Twenty-six students from across the Carolinas competed Monday in the spelling bee at the Wells Fargo Playhouse at ImaginOn. Spellers ranged from grades three through eight.
Davis Troutman, representing Mecklenburg County independent schools, came in second, and Ashwin Subramaniam, of Union County Public Schools, finished third.
It was Mary’s first appearance in the regional spelling bee. Last year, she lost during her class spelling bee.
To prepare this year, Mary said she enlisted the help of her brother and friends, studying the book of vocabulary words frequently.
She marked those words that she thought were the hardest as well as those that seemed too easy because “they can trip you up, too.”
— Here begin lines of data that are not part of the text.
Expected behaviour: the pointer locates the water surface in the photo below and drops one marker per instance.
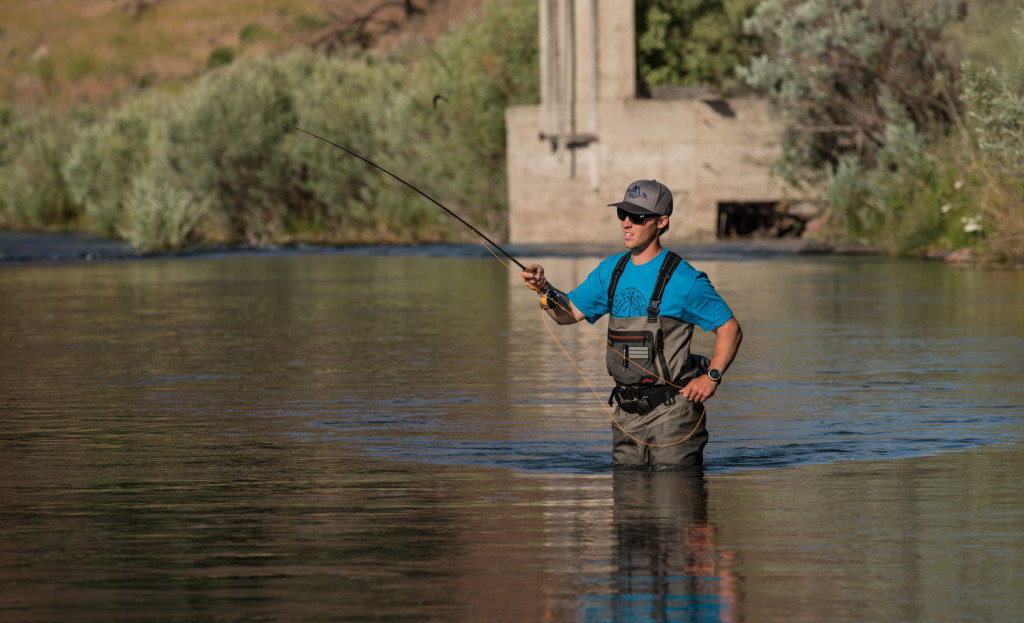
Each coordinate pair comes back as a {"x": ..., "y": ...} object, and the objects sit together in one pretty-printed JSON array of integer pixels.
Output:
[{"x": 353, "y": 435}]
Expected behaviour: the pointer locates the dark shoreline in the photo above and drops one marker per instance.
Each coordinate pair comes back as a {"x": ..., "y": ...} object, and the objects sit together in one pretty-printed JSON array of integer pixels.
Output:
[{"x": 31, "y": 248}]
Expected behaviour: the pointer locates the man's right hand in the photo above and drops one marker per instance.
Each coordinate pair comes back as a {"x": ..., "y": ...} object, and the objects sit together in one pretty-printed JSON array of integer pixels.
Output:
[{"x": 532, "y": 276}]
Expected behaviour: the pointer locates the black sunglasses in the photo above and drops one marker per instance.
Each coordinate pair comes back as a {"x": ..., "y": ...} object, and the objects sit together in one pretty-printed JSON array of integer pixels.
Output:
[{"x": 638, "y": 219}]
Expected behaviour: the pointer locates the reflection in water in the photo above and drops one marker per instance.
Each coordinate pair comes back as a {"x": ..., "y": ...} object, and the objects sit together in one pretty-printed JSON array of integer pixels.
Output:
[
  {"x": 667, "y": 567},
  {"x": 359, "y": 438}
]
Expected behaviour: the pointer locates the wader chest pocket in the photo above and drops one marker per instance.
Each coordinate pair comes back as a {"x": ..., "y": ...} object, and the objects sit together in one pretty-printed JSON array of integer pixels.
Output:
[{"x": 632, "y": 359}]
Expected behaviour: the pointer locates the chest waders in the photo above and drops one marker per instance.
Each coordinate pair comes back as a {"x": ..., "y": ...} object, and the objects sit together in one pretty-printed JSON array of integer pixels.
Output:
[{"x": 649, "y": 356}]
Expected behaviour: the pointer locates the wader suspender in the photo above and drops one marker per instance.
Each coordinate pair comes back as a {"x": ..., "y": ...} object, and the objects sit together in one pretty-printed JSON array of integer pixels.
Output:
[
  {"x": 645, "y": 400},
  {"x": 668, "y": 267}
]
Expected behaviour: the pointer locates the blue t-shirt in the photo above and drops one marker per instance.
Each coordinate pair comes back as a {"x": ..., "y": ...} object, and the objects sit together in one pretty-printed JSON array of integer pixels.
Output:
[{"x": 688, "y": 296}]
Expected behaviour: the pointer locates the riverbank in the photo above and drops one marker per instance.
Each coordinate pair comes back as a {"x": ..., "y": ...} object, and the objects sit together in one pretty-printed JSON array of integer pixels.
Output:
[{"x": 69, "y": 247}]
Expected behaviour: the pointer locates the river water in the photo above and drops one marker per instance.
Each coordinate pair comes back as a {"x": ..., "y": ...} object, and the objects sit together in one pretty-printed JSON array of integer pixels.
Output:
[{"x": 395, "y": 435}]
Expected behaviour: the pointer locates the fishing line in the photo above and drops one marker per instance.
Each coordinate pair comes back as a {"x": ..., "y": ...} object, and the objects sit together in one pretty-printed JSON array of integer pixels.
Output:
[{"x": 483, "y": 240}]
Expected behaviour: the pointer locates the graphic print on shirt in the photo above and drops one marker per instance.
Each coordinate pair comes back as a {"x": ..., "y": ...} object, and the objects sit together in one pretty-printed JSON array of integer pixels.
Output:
[{"x": 629, "y": 302}]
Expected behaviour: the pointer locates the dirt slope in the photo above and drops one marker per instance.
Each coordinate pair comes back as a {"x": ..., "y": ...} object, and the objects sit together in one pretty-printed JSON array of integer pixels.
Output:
[{"x": 60, "y": 52}]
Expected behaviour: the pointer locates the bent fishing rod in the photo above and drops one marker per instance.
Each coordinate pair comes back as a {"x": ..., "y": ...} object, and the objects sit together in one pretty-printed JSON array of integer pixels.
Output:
[{"x": 479, "y": 234}]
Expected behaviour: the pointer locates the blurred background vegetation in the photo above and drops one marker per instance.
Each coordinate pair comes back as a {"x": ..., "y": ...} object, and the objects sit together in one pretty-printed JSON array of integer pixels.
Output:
[{"x": 163, "y": 122}]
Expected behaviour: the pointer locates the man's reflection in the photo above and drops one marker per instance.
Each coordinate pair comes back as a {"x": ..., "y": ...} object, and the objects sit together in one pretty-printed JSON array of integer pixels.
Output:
[{"x": 668, "y": 566}]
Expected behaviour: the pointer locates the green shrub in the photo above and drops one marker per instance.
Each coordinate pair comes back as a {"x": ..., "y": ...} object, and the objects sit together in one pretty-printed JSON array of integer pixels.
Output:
[
  {"x": 160, "y": 214},
  {"x": 698, "y": 42},
  {"x": 224, "y": 141},
  {"x": 33, "y": 148},
  {"x": 109, "y": 156}
]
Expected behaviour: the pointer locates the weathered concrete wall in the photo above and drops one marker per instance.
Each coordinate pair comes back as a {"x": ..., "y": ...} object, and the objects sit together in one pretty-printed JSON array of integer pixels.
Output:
[{"x": 590, "y": 137}]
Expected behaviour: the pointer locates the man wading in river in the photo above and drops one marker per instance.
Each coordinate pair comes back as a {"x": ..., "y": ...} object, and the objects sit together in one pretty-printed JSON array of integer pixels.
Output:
[{"x": 654, "y": 299}]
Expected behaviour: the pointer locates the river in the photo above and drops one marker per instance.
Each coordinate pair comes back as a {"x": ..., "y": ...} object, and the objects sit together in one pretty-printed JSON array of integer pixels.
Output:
[{"x": 395, "y": 435}]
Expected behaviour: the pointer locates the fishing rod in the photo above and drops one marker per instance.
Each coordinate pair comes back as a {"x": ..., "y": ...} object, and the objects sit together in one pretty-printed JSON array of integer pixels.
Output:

Besides the trip to the national bee, her other prizes included a Webster’s Third New International Dictionary, the Samuel Louis Sugarman Award and a one-year subscription to Encyclopedia Britannica Online.
Mary’s appeal that kept her in the bee was the first in recent years.
It was also the first time the bee had a vocabulary portion, which judge Ellyn Ritterskamp said organizers added because the national bee has one.
The addition this year requires students to choose a word’s definition from two options.
“She misheard the word – normally that’s on her, but it was our first time doing vocabulary, and we had not said out loud to the kids that they could ask for spelling,” Ritterskamp said.
Ritterskamp also added that the definition provided for strict – “complete and thorough” – was a weak one.
“We generally want to err on the side of the competitor if there is doubt,” she said.
Mary joined three other holdouts in Round 19: Davis, Ashwin and Brandon Kaminski of Catawba County.
Brandon was disqualified in that round when he misspelled “betta,” and Ashwin was disqualified in Round 22 when he misspelled “cantilever.”
At Round 23, Mary had the chance to secure a win after Davis misspelled his word, “emissivity,” and she spelled “optimization” correctly.
But the bee returned to a tie when Mary misspelled the would-be championship word, “reservoir,” during Round 24.
For 10 more rounds, Mary and Davis battled back and forth, with one gaining an advantage, only to return to a tie after misspelling a second word.
About two-dozen rounds after she initially was disqualified, Mary secured her win by spelling “abalone” and her second word correctly in Round 34.
Her winning word, “plexure,” is a noun that means the act or process of weaving together.
“I’ve never made it this far,” she said. “It’s exciting.”